We Could Have Had Cellphones Four Decades Earlier - calvinbhai
http://reason.com/archives/2017/06/11/we-could-have-had-cellphones-f
======
Overtonwindow
Worth noting we could have also had other technologies such as the answering
machine, and television.[1] Tim Wu wrote an awesome book called "The Master
Switch" about entrenched companies using their power to block emerging
technologies.
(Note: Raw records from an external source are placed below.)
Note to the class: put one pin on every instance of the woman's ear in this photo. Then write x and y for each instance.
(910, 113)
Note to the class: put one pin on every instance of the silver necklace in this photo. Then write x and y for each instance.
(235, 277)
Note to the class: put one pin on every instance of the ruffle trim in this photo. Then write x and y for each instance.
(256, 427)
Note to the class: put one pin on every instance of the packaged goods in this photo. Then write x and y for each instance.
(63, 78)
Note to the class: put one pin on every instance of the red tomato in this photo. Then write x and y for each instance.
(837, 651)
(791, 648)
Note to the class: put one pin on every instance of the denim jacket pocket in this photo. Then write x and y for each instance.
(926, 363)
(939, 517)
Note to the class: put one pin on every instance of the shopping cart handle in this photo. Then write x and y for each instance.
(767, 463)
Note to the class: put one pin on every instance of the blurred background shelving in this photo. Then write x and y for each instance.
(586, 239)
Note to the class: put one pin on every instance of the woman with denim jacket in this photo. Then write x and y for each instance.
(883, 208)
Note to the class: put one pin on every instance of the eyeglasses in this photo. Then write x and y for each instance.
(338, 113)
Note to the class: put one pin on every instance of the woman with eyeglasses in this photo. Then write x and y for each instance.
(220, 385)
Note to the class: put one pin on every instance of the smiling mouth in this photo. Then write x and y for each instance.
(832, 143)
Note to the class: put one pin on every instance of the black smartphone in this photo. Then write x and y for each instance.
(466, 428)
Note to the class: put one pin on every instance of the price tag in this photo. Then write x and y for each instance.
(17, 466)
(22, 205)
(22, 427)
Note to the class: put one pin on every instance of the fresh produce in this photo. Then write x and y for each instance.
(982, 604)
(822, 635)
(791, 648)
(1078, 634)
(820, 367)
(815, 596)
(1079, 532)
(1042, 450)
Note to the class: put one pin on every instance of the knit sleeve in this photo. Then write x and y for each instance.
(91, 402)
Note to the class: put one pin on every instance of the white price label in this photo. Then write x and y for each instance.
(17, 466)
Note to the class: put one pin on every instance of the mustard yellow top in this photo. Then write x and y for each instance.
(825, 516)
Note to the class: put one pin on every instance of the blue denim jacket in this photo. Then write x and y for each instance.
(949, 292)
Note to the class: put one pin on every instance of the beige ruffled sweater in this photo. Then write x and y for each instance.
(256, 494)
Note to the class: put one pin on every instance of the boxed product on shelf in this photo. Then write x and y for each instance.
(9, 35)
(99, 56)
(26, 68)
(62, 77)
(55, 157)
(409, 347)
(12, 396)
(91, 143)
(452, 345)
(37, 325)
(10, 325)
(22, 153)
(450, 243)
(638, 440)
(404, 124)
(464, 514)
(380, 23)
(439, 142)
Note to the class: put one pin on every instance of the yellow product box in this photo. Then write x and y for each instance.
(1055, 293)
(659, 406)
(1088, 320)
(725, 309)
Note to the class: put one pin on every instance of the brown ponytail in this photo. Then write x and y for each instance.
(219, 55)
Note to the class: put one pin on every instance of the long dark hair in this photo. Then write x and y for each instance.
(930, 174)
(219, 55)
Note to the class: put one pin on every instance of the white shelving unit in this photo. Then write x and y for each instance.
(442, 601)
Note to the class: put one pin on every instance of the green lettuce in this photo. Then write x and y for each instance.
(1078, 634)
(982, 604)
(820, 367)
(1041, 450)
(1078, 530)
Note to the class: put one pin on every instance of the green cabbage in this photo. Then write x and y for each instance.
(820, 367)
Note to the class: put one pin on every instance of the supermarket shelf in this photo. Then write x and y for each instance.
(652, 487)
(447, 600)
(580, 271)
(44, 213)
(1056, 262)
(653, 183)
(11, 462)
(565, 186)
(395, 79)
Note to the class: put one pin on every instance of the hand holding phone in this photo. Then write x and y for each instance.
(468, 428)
Radio fought to keep television out of the market, and the
telegraph operators fought tooth and nail to keep the phone from gaining
acceptance.

1\. [http://io9.gizmodo.com/5691604/how-ma-bell-shelved-the-
futur...](http://io9.gizmodo.com/5691604/how-ma-bell-shelved-the-future-
for-60-years)

------
thisrod
The title is a bit misleading. The army and Bell Labs could have built a
cellular phone in the 1940s, but they had no way to keep it connected to the
telephone network as it moved between cells. That required computerized
telephone switches, which weren't developed until at least the 1960s; that
triggered another big regulatory mess.

The details are in _The Idea Factory_ , which every scientist and engineer
should read. The main reason that AT&T didn't get the spectrum is that they
didn't really want it: video phones were going to be the future.

------
michaelmrose
So what revolutions if any are we currently holding back?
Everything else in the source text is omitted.